Starting Point Code:

The Lab 09 starting point code includes a Makefile, a sequential implementation of the Game of Life (gol.txt), and some sample input (.txt) files. You should create more input files to test larger sized and longer running threaded version, but use smaller ones (and printing command line options) to test for correctness.

The reasons you are being given an implementation of the Game of Life are two. First, it is to ensure that you do not have to struggle with any lingering bugs from Lab 6. Second, it is to put everyone on equal footing. Even if you are happy with your implementation of the Game of Life from Lab 6, you should use the provided code as your starting point for this lab. You should feel very free, though, to make any adjustments to the provided code that you feel are necessary. However, you should not alter the methods for initializing a dynamically allocated board from an input file given as a command line argument, nor should you alter the methods for the print/not-print option after every iteration. Please limit any changes to the sections related to actually "playing the game" (e.g., updating the gameboard).

Project Details and Requirements

This lab is designed to give you some practice writing and debugging multithreaded Pthreads programs, using synchronization primitives, and experience designing and running scalability experiments.

You will implement a parallel version of Conway's Game of Life using the provided sequential solution as a starting point for this lab.
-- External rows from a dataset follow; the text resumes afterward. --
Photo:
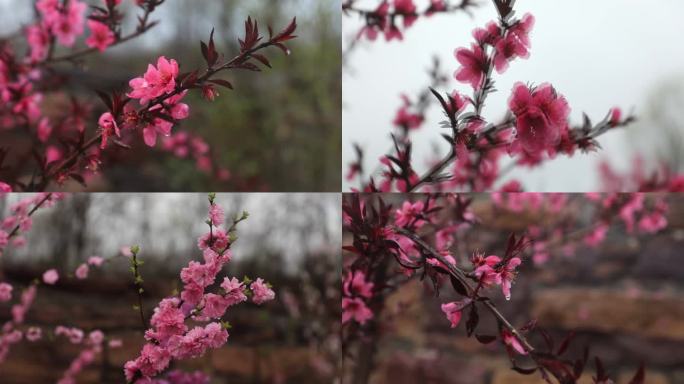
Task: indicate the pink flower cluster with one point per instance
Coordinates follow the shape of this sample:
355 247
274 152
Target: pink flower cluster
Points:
20 218
169 337
180 377
541 117
9 333
383 19
492 270
507 44
356 290
157 86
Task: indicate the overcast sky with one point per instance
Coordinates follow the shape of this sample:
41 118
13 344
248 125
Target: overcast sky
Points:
292 224
599 54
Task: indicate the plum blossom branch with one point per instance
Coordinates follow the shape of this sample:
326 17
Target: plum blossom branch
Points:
534 130
138 282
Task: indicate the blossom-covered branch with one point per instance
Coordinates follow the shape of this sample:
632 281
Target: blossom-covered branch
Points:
61 147
535 129
391 248
170 336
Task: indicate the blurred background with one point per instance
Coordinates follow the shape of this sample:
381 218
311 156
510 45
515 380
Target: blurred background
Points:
598 54
291 240
277 131
624 300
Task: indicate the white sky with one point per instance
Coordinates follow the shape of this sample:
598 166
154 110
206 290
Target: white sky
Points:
292 224
598 54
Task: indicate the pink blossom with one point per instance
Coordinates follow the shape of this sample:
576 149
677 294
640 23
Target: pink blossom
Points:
473 66
507 274
126 251
214 306
168 320
407 9
262 292
74 335
34 334
355 308
5 292
44 130
4 239
507 49
234 291
82 271
50 276
101 37
108 128
541 116
216 214
175 109
485 269
52 154
652 222
615 116
355 284
596 236
197 274
410 213
153 359
157 81
453 311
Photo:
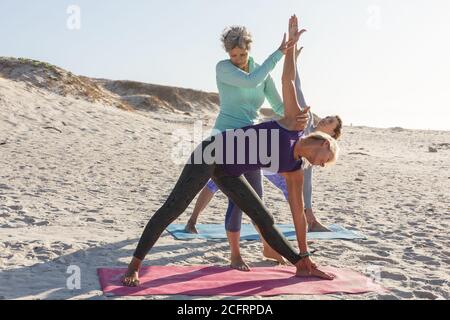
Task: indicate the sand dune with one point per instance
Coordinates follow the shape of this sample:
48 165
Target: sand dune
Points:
85 162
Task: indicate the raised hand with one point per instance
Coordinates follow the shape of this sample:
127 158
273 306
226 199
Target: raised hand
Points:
285 46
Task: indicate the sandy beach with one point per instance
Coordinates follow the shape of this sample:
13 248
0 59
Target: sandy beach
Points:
81 174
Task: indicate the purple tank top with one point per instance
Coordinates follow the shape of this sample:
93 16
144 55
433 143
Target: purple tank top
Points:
266 145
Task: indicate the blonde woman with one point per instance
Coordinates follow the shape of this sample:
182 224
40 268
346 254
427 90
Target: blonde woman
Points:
292 148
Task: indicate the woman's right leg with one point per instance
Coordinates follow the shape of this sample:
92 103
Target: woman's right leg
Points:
192 179
204 198
242 194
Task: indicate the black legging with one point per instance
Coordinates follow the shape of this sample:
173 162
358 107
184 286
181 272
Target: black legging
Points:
192 179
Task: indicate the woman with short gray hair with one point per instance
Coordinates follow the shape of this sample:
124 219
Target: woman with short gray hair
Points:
243 86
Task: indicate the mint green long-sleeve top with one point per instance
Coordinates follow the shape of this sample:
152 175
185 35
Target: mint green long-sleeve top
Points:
242 94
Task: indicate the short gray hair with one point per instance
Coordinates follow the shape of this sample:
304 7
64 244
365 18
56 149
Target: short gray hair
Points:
236 36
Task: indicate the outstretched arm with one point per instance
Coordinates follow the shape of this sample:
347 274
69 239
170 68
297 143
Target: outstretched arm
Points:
291 105
298 85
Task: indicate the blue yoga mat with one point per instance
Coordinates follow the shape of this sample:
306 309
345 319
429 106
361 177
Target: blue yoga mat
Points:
248 232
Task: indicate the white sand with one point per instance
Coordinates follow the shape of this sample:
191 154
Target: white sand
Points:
82 196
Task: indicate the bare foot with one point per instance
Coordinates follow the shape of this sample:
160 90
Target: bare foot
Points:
315 272
271 254
131 279
190 227
239 264
317 226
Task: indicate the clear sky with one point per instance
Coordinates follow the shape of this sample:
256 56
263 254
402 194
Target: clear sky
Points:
380 63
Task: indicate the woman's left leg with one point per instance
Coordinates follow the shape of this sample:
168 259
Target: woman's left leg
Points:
233 220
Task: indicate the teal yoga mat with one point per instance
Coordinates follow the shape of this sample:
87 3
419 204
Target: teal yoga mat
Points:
248 232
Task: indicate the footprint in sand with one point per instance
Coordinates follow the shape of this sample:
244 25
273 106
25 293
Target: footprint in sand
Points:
393 276
425 295
369 258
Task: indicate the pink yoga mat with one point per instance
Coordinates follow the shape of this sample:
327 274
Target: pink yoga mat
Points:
223 281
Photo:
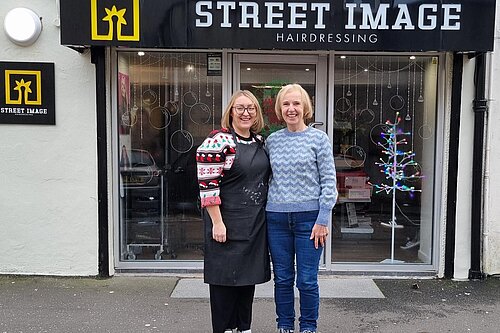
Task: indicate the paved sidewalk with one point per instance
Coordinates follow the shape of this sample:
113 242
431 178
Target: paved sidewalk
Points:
145 304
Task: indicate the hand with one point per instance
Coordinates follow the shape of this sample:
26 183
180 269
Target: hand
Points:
219 232
319 234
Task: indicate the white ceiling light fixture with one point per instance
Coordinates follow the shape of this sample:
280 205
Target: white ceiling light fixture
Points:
23 26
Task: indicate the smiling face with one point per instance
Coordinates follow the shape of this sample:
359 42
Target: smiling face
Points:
292 110
244 114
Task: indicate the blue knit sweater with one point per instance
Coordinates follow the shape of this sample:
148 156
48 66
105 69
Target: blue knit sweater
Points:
303 177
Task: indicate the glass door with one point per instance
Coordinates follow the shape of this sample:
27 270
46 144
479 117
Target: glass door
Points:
264 75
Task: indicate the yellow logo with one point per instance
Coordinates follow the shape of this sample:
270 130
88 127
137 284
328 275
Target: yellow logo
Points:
24 87
107 15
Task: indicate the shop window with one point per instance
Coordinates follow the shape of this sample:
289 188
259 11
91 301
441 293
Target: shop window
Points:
167 105
384 146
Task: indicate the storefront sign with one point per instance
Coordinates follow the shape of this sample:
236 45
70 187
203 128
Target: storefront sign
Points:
27 93
350 25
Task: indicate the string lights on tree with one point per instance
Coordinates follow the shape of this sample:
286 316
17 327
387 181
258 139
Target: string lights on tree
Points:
396 166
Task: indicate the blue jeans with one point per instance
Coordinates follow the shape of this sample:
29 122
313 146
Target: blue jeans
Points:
289 239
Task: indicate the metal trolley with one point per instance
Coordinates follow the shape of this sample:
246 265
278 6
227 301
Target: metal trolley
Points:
144 220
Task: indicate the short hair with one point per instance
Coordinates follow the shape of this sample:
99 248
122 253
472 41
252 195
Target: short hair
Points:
306 100
227 118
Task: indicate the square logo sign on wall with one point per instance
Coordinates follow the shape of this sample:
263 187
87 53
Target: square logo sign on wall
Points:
27 93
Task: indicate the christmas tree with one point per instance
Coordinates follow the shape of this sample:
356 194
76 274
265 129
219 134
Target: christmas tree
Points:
395 168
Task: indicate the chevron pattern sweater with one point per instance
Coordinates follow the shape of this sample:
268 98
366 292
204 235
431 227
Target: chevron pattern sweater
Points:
304 177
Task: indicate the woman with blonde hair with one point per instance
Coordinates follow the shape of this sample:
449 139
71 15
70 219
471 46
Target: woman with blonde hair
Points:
302 193
233 172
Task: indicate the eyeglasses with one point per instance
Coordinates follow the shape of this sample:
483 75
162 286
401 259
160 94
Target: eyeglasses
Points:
240 109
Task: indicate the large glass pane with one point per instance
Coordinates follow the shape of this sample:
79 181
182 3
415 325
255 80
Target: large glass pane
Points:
167 105
265 80
384 145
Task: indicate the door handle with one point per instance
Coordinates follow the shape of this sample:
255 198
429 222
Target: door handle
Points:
316 123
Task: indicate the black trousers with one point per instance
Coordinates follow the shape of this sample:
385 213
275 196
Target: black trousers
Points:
231 307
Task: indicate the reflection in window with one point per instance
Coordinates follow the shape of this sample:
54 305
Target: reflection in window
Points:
371 94
167 105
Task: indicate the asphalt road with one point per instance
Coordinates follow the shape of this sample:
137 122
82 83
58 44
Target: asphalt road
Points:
143 304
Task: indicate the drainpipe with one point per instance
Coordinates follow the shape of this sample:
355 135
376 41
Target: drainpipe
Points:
480 107
98 58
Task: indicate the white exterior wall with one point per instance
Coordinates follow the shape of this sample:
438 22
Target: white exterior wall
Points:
491 230
48 174
464 181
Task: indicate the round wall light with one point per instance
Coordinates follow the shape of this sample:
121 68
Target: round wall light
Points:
22 26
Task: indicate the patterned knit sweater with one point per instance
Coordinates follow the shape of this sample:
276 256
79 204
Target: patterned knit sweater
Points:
214 157
303 176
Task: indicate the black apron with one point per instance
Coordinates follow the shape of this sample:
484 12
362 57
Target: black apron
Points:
244 258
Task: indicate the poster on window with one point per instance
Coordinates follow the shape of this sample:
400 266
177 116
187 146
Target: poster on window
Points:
27 94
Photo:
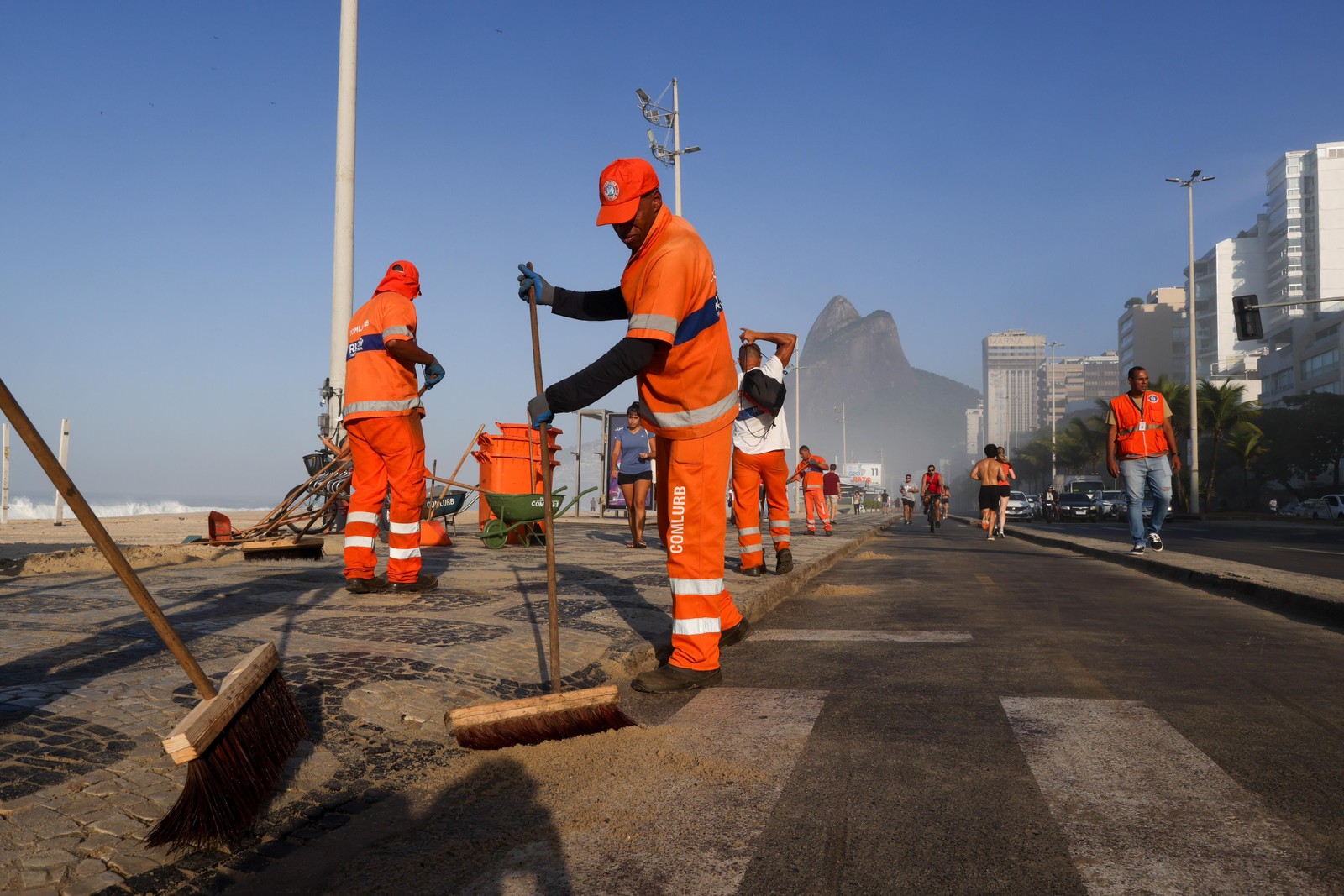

See the lab 6 assignment to remind yourself about the sequential version of the program, and about the rules of the game. You will evaluate the scalability of your implementation as you increase the problem size and the number of threads.

Parallel Version

The parallel version should be structured as follows:

The main thread should begin by initializing the game board in the same way as the sequential version. The gettimeofday timers in your code should not include this step but should include all other parts of the execution.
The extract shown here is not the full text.